VENEZIA - L'ipotesi, ventilata, è che possa uccidere ancora. Perché Raffaele Marconi, il 33enne che sabato sera ha ucciso il 25enne tunisino Khalil Mallat nel bar Laguna in salizada San Geremia, porta con sé «L'assenza di freni inibitori» che mischia a un «uso della violenza anche estrema». Così lo tratteggia il gip Luca Marini nell'ordinanza con cui ha disposto il carcere per il 33enne trasportatore veneziano.
I TESTIMONI
I carabinieri nel frattempo hanno trovato e sentito i tre testimoni oculari dell'agguato: una coppia di passaggio e il sopravvissuto all'aggressione, il cittadino tunisino amico di Mallat sopravvissuto solo per un miracoloso scherzo del destino.
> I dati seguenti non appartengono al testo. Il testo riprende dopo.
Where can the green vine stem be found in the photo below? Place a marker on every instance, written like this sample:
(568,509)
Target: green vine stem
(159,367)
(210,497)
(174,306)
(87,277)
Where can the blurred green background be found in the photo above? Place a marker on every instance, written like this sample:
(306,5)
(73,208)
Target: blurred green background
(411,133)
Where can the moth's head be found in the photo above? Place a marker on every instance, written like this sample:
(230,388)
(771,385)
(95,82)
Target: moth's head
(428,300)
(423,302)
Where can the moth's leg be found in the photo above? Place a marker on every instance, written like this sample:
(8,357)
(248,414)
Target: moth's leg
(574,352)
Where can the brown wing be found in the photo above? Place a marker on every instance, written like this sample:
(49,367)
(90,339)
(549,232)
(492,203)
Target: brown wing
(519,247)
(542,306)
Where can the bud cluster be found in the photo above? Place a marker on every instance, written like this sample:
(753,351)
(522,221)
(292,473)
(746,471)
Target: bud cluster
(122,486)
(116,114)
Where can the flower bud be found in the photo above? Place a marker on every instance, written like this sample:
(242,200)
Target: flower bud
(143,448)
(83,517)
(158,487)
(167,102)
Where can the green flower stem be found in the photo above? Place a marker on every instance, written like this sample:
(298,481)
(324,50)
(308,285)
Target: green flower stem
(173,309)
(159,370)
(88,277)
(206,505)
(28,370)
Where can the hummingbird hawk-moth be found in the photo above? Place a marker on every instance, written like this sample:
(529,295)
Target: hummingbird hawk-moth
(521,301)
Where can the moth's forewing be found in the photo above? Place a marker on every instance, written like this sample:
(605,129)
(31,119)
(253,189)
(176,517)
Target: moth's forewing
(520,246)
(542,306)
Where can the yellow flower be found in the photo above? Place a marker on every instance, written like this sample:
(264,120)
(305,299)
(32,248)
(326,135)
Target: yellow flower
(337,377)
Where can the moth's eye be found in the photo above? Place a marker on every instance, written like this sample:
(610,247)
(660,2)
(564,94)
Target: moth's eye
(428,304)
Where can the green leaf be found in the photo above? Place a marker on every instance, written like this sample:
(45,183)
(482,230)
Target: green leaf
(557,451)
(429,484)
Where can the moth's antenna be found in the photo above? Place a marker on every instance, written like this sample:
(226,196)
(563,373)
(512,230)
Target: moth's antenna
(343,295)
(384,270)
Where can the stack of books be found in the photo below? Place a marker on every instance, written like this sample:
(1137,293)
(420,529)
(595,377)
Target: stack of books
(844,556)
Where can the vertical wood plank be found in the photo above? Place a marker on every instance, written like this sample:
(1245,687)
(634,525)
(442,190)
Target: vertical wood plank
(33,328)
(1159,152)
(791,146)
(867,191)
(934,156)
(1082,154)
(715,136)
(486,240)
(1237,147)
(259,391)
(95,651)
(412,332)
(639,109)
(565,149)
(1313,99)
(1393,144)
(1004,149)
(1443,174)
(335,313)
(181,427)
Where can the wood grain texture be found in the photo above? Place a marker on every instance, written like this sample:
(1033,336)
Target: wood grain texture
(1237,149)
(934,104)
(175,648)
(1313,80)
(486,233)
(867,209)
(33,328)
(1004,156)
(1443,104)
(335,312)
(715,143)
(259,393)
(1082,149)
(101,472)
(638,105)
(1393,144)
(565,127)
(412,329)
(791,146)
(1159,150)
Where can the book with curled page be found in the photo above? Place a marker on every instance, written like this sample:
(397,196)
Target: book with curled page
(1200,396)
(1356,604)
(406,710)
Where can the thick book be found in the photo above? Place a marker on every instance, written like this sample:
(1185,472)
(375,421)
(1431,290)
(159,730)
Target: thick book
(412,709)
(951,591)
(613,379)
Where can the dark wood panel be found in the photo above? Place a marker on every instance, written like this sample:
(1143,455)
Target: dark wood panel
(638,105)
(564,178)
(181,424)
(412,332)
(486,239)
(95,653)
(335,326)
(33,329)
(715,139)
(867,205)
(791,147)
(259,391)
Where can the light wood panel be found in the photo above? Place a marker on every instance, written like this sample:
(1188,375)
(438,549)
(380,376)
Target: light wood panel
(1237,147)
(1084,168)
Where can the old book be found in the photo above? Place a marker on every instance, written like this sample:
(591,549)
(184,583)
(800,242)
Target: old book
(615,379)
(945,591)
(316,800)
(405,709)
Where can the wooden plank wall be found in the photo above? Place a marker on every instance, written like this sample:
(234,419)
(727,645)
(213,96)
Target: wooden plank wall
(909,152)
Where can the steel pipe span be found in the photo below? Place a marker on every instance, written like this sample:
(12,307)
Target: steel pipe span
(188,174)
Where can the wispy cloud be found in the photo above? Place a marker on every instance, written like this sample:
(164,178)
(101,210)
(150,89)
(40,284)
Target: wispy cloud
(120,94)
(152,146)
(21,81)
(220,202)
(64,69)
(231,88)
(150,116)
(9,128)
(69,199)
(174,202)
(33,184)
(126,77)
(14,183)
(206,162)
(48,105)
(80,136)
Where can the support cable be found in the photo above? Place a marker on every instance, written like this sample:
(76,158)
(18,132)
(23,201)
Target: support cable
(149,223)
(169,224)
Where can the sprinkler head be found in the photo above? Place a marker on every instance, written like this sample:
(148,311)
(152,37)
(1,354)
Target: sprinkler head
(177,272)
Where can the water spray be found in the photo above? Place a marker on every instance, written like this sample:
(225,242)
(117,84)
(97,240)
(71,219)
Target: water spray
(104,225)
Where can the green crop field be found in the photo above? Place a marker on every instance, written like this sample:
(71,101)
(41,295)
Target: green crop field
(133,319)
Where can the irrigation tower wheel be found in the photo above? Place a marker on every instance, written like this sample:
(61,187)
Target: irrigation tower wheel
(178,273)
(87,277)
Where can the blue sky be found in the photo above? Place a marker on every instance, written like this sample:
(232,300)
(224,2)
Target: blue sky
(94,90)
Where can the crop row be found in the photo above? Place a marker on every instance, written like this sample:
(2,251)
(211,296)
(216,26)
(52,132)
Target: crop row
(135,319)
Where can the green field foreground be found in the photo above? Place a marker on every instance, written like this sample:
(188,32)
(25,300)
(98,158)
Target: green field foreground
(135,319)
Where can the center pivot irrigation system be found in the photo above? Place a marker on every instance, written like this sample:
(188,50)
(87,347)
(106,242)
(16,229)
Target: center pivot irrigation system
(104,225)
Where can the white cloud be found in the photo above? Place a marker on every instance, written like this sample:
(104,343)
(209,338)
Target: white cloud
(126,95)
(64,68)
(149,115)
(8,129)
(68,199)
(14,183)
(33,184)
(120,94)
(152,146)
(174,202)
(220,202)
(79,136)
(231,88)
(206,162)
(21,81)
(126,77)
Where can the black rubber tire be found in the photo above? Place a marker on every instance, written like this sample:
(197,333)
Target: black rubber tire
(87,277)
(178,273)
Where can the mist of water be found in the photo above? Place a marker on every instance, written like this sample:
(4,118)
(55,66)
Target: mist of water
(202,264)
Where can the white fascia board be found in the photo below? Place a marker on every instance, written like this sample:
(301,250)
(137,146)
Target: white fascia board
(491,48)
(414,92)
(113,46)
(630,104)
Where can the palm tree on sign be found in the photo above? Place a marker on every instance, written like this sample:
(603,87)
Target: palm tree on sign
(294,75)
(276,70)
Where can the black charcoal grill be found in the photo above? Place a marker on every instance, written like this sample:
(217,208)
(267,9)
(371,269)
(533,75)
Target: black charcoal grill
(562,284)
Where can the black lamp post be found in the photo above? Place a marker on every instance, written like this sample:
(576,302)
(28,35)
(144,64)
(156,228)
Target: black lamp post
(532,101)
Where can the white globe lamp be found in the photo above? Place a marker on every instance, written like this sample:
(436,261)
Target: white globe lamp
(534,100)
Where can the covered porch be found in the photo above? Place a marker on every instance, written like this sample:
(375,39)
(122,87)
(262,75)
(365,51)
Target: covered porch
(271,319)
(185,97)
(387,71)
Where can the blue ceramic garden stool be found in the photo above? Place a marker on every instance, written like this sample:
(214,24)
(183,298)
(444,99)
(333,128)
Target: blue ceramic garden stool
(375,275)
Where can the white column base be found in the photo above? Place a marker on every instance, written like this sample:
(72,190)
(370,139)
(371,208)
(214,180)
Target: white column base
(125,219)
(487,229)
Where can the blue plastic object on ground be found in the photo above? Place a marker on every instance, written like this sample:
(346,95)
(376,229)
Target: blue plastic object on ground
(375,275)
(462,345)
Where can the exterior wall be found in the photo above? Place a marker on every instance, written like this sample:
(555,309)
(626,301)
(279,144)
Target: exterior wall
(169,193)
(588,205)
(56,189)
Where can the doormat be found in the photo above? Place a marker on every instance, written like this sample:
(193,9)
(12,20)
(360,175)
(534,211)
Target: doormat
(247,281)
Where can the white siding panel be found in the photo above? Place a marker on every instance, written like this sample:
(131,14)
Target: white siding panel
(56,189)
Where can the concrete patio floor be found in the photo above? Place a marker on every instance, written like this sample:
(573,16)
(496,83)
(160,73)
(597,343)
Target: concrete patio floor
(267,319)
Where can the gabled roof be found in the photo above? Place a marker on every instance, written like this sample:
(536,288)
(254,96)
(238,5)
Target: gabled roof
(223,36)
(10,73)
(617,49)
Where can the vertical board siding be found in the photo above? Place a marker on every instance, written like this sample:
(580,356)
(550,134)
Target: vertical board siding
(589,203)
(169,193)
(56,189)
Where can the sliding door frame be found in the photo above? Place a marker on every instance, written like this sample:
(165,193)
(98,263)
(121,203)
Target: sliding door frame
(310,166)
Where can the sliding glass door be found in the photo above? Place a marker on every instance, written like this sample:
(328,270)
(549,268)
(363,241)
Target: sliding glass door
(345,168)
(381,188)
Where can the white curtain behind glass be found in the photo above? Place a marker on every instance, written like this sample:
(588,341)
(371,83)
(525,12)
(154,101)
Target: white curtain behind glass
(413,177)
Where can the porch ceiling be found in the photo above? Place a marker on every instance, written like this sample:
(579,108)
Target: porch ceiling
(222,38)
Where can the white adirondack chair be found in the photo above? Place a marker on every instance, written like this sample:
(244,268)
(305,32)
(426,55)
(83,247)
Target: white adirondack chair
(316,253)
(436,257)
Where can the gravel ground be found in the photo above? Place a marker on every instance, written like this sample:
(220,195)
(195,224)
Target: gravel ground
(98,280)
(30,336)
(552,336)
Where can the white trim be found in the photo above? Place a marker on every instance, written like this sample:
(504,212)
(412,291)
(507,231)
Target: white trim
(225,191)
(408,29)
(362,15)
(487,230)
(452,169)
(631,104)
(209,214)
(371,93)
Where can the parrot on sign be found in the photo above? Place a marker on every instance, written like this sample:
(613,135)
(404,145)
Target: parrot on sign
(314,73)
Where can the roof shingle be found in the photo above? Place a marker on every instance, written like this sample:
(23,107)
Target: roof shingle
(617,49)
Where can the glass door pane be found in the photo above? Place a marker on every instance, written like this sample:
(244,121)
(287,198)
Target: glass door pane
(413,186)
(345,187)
Il fucile di Marconi, infatti, si è inceppato al momento di esplodere un secondo colpo destinato a lui. Fatto, questo, che emerge chiaramente nell'ordinanza. La ricostruzione fatta dal Gip prende spunto poi dalle telecamere di sicurezza di Venezia, immagini riprese dalla Smart control room della polizia locale. Nell'ordinanza firmata dal giudice si legge che Marconi alle 23.23 avanza sul ponte delle Guglie con una borsa all'interno della quale c'è il fucile. Vengono descritti anche i vestiti del 33enne trasportatore, gli stessi indossati poche ore dopo durante il blitz dei carabinieri nella sua abitazione e il suo arresto.
LE INDAGINI
Intanto l'inchiesta procede: è stata fissata per il 4 dicembre l'autopsia sul corpo di Mallart e nei prossimi giorni verrà conferita un'analisi tecnica sui cellulari del killer e della vittima, alla ricerca sopratutto di un movente che possa spiegare quanto accaduto. La stessa ordinanza del giudice per le indagini preliminari infatti non fa riferimento ad un preciso fattore scatenante. Restano come ipotesi investigative quelle del regolamento di conti legato al mondo della droga o ad un precedente litigio, forse per un apprezzamento fatto sulla moglie di Marconi.